Perhapse it's partially the fed's fault, but you have a lot of hipocrites out there complicating the issue by serveral magnitudes both inside and outside this country. That quote is ignorant and indicative of a lazy thought process considering their are a lot more parties involved in this- both domestic and ineternational -that desperatly need that wake-up call.
You need a FREE iPod Nano
According to Carl Sagan, the cost of full-sky survey (ie, checking what/when is coming, not necessarily doing something about it) is less than the cost of one blackhawk helicopter.
That is a pretty cheap option to be ignoring.
I don't know why the military machine are not getting behind this. If they can convince congress to fund them to blow up the world umpteen times, surely an intensive earth-colision asteroid detection program would be a great opportunity to keep them in jobs and funding until a new credible 'evil empire' can be created for them to justify themselves with!
The man with no surname and a silly hat
On the universe: It's bunk.
Seems like it would be a lot easier to move it into a stable orbit that to destroy it.
It would be a great way to build an interplanetary ISP without all the expense of hauling materials up from the gravity well.
Also, it would make a swell military base to be used against those sneaky aliens.
Actually in 1960, the US Navy sent the Trieste with 3 Navy personel to 'Challenger Deep' at the southern end of the Marianas Trench.
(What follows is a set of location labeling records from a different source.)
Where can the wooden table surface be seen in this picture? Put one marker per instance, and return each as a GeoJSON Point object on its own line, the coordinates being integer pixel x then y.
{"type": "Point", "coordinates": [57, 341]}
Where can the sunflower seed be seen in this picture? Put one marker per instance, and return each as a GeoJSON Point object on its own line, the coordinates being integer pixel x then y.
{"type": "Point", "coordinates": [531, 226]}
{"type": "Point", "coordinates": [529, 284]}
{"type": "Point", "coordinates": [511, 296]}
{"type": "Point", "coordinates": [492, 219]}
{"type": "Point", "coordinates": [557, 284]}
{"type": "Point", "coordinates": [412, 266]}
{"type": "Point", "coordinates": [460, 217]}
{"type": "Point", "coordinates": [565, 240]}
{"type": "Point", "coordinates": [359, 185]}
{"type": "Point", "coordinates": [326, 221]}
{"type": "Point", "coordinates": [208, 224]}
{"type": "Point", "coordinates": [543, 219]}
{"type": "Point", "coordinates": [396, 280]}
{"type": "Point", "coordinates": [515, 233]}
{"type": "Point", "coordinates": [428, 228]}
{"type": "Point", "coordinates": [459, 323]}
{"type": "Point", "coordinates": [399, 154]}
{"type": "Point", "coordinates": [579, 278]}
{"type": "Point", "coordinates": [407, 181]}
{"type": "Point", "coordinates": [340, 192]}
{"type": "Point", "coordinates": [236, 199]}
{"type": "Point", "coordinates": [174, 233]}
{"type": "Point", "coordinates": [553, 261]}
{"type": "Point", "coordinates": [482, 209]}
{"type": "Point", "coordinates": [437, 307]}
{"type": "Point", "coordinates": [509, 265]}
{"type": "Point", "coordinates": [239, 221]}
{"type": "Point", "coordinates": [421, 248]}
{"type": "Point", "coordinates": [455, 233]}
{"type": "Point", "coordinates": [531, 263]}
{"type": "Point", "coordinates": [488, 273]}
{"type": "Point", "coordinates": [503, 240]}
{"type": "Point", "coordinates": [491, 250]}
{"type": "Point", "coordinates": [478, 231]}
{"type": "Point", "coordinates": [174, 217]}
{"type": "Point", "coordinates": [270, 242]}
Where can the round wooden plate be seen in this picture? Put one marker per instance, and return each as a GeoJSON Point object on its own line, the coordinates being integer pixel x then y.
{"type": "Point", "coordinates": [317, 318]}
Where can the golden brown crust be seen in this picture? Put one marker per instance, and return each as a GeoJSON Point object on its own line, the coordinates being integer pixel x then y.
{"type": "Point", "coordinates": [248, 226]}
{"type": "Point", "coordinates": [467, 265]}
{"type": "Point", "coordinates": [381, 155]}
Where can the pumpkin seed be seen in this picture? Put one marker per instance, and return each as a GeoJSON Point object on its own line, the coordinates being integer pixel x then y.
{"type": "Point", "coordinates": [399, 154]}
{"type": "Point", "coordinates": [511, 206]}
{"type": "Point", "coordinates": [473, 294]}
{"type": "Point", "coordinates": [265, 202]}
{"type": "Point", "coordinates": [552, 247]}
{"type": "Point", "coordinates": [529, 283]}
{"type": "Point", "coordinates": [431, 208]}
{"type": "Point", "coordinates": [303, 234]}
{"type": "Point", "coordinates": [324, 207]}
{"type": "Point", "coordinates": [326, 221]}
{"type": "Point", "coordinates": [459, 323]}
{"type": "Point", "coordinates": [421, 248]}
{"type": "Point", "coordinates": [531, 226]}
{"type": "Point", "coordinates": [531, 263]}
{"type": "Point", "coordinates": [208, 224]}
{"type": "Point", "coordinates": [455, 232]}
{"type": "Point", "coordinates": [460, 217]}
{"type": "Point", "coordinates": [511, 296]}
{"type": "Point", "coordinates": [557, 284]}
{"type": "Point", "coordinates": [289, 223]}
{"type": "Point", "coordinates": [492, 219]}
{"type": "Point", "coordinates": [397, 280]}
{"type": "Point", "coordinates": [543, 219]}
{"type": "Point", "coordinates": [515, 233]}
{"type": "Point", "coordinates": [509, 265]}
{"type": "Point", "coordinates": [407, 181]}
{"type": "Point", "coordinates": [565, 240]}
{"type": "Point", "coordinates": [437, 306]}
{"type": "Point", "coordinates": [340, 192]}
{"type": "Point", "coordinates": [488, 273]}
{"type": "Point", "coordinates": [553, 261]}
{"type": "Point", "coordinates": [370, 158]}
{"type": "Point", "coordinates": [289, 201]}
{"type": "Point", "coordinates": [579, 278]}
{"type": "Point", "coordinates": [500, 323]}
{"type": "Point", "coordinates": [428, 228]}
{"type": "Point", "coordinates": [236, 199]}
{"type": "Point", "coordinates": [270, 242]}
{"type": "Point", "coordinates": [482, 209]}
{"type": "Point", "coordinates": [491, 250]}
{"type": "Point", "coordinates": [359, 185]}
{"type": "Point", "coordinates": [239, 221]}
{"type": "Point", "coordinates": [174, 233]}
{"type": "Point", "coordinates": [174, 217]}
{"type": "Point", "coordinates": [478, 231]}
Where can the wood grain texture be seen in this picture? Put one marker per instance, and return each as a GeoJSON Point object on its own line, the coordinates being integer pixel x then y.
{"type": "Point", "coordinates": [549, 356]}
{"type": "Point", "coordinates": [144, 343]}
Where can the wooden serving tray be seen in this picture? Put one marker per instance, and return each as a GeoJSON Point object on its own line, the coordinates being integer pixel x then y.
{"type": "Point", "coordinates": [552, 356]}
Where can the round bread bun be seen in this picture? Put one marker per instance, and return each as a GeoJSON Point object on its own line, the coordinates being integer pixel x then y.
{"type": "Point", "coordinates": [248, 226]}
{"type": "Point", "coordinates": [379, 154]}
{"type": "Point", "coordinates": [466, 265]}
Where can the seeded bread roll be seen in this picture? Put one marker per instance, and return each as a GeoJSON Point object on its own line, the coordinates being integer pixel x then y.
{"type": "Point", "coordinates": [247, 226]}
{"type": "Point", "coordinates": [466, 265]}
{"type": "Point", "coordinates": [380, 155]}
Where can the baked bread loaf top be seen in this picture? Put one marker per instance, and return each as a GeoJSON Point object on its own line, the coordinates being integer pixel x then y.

At 10,920m (about 7 miles) deep it is the deepest known point on the planet.
Also what do you mean it's a simple tech problem?? Are you nuts? It's a fucking immense tech problem. Your talking about changing the trajectory of a piece of rock that could concievably be the size of a fucking state. In space where there's no stabilizing solid like the earth to exert on it's a serios problem. And why is this all of a sudden an either/or type thing? Do you think the people that know astrophysics are the same people that understand world economics??
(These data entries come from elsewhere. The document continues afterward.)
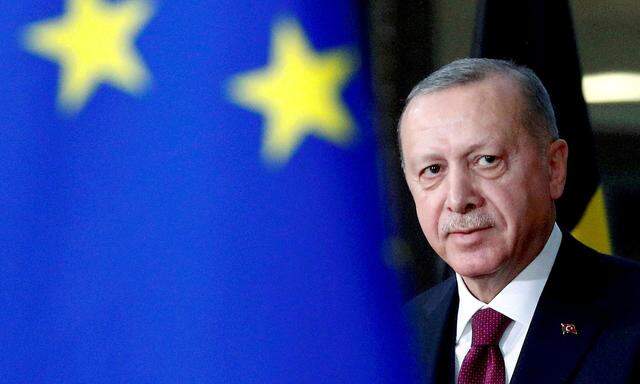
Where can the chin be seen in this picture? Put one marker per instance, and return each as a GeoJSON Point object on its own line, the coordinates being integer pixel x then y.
{"type": "Point", "coordinates": [474, 264]}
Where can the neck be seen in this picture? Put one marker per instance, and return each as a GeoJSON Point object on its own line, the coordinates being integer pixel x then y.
{"type": "Point", "coordinates": [486, 287]}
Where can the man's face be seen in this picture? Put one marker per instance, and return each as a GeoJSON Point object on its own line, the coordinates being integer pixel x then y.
{"type": "Point", "coordinates": [483, 187]}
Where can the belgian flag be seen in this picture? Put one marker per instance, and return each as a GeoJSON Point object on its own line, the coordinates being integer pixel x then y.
{"type": "Point", "coordinates": [539, 34]}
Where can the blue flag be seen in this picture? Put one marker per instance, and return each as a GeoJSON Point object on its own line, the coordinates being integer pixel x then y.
{"type": "Point", "coordinates": [189, 195]}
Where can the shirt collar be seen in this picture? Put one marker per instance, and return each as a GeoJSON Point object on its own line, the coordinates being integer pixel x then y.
{"type": "Point", "coordinates": [518, 300]}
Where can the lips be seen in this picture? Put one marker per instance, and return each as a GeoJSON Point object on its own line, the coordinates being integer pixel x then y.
{"type": "Point", "coordinates": [467, 231]}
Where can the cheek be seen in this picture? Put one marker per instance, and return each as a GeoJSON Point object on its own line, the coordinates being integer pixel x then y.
{"type": "Point", "coordinates": [428, 210]}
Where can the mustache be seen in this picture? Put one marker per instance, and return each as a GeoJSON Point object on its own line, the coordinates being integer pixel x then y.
{"type": "Point", "coordinates": [467, 222]}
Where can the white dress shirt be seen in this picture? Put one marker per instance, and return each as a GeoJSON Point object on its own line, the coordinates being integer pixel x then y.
{"type": "Point", "coordinates": [518, 301]}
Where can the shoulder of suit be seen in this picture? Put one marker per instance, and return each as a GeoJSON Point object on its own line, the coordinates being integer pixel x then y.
{"type": "Point", "coordinates": [612, 280]}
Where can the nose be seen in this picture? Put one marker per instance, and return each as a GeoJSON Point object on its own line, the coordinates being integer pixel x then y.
{"type": "Point", "coordinates": [462, 195]}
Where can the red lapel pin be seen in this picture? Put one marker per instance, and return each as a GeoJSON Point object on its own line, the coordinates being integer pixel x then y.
{"type": "Point", "coordinates": [569, 328]}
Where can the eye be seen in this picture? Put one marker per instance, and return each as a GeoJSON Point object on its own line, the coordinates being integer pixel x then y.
{"type": "Point", "coordinates": [432, 170]}
{"type": "Point", "coordinates": [487, 160]}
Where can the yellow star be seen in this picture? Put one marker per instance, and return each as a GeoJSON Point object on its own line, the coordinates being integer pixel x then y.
{"type": "Point", "coordinates": [93, 44]}
{"type": "Point", "coordinates": [299, 93]}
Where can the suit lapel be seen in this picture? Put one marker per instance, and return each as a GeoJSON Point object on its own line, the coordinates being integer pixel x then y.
{"type": "Point", "coordinates": [549, 355]}
{"type": "Point", "coordinates": [437, 335]}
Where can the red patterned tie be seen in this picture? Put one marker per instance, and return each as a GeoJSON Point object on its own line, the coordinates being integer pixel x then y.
{"type": "Point", "coordinates": [484, 364]}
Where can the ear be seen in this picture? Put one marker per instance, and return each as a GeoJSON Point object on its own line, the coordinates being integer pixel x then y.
{"type": "Point", "coordinates": [557, 155]}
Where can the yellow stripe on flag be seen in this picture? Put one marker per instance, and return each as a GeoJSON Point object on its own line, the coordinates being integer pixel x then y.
{"type": "Point", "coordinates": [593, 229]}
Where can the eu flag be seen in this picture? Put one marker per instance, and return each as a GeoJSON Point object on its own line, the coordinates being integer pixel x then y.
{"type": "Point", "coordinates": [189, 194]}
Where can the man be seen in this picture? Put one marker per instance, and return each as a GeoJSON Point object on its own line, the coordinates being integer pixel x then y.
{"type": "Point", "coordinates": [528, 303]}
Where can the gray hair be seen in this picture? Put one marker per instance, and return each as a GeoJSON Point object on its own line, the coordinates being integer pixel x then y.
{"type": "Point", "coordinates": [537, 117]}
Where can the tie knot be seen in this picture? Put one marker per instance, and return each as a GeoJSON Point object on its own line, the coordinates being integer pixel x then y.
{"type": "Point", "coordinates": [487, 327]}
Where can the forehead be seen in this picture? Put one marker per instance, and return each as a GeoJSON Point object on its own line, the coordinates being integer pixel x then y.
{"type": "Point", "coordinates": [485, 110]}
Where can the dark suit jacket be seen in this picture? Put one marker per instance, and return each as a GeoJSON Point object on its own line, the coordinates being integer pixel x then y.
{"type": "Point", "coordinates": [599, 294]}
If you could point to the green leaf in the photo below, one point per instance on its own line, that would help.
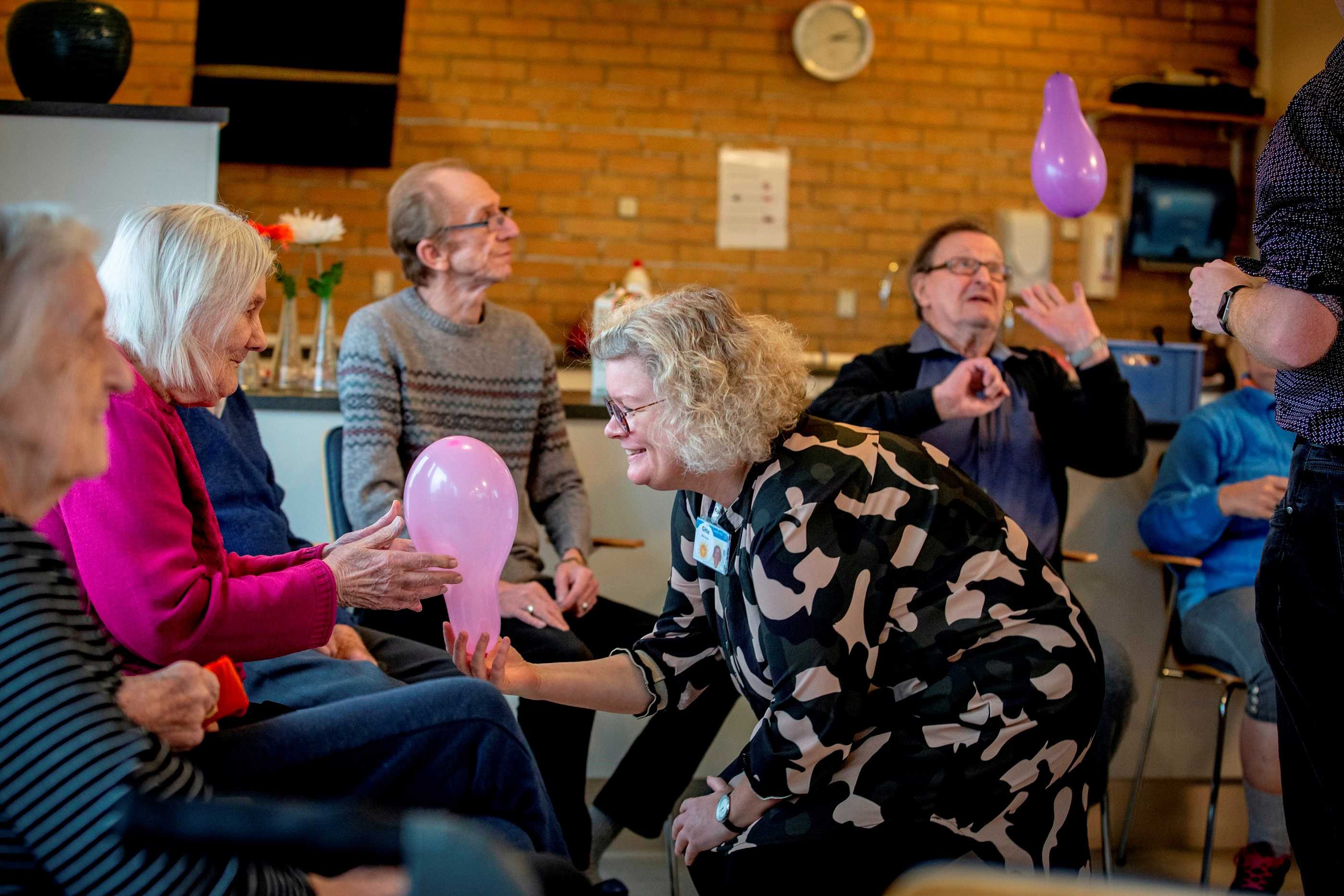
(287, 281)
(326, 284)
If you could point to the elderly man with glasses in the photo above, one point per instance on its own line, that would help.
(440, 359)
(1014, 419)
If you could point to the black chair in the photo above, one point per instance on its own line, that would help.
(340, 523)
(440, 852)
(1178, 663)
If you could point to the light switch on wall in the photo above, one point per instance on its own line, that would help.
(847, 304)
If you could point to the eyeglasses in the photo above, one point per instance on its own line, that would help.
(623, 417)
(495, 222)
(967, 266)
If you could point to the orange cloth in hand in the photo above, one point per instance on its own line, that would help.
(233, 698)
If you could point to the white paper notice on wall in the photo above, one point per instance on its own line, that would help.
(753, 198)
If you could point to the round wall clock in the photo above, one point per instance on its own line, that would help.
(832, 39)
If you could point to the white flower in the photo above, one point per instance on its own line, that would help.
(313, 230)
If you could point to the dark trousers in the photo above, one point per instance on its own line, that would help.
(310, 679)
(446, 745)
(656, 767)
(861, 861)
(1301, 616)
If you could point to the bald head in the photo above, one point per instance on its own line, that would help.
(422, 201)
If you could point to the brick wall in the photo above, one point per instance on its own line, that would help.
(565, 105)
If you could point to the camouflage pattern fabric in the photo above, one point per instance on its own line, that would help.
(912, 657)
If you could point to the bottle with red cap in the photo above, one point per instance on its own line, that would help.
(636, 281)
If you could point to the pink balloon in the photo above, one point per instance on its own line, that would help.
(1068, 166)
(461, 502)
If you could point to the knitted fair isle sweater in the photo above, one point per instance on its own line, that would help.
(409, 377)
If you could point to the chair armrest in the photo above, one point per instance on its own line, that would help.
(617, 543)
(1170, 559)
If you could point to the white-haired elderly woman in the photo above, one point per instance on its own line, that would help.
(77, 737)
(926, 687)
(185, 291)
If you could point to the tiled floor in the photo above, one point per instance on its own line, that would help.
(643, 867)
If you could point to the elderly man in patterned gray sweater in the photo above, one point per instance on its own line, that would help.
(440, 359)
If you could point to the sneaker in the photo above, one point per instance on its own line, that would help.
(1260, 871)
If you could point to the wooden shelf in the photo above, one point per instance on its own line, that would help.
(1097, 109)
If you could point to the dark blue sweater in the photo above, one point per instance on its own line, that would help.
(241, 481)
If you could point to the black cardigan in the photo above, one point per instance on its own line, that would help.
(1093, 426)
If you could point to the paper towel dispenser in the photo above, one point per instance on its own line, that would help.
(1179, 215)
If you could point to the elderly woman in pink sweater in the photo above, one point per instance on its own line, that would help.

Statistically it's gonna happen eventually. When it does what do you want the reaction to be, "hey, didn't they build something for that a while back..." or "uh....fuck". Knowones saying if we don't do this right now were all gonna die so throw your arms in the air and run screaming it's the apocylipse blah blah blah. But it's something to think about. Were not the first species that reigned supreme on this planet, but I'd certainly like to be the last.
The darkness... controls the music. The music... controls the soul.
NO NO NO NO.
It doesn't work that way. It just doesn't. I suggest you sober up. Look, coins don't know what their last flip was. There's no mystical force of nature causing equilibrium. The only thing at play is random probability. And the 50-heads-in-a-row vs. 25-25 argument is just silly. The reason it is more likely to get 25 heads than 50 is combinatorics; it's irrelevant to what the next flip will be.
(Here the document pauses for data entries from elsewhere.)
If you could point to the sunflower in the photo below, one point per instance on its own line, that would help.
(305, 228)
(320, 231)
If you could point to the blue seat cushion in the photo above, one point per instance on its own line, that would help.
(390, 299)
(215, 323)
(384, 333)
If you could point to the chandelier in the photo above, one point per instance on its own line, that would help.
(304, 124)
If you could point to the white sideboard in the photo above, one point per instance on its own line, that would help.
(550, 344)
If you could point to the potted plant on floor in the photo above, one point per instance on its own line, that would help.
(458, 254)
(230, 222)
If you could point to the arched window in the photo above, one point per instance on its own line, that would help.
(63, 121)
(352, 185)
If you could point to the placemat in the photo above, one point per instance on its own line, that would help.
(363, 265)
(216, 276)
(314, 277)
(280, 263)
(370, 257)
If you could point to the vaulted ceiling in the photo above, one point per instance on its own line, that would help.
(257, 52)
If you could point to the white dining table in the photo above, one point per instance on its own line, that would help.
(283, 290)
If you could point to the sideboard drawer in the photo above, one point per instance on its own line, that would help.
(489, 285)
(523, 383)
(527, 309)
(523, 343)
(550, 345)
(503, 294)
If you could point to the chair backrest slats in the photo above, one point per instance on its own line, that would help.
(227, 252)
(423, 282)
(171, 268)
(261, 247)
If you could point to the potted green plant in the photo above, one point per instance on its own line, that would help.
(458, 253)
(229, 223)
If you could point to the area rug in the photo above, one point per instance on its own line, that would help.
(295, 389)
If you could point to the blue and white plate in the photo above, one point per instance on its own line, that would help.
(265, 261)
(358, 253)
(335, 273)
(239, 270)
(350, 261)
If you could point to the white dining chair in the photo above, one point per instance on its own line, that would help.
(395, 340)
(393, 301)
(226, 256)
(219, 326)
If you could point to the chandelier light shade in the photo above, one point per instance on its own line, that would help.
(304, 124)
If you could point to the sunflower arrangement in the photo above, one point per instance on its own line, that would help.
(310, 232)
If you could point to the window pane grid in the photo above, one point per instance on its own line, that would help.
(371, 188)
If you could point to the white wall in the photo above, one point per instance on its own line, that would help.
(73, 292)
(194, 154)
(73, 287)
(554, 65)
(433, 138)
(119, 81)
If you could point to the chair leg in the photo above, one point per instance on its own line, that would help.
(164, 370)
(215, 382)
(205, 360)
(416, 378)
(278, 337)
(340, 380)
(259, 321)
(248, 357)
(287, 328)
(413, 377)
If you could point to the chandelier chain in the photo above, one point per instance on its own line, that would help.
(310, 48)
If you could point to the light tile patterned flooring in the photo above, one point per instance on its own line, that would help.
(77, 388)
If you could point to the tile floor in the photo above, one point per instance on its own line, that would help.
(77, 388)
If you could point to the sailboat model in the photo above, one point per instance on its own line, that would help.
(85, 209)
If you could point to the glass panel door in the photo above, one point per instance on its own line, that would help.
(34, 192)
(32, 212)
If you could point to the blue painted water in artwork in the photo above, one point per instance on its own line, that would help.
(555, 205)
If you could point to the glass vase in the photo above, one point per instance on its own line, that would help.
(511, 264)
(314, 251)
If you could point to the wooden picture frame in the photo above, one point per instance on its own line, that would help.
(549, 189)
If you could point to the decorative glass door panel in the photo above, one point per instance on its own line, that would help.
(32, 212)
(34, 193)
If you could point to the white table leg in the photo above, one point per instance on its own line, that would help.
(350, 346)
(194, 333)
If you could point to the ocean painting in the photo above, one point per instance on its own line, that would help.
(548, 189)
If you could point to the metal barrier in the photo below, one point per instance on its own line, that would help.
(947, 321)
I hope for your sake you don't ever gamble on coin flips.
There's mention of the big buck$ LSST telescope, and a proposal to pop for six dedicated scopes, but nothing about the US$8mil or so that has already been allocated to the PanSTARRS project in Hawaii. UH is developing a telescope array and automated asteroid detection system to scan almost the entire sky every few days. Once deployed on either Mauna Kea or Haleakala, a five year campaign is planned to catalog at least 90% of the estimated number of 0.3km or bigger NEOs out there.
If an orbit is found that seems to intersect with us, then it becomes someone else's problem.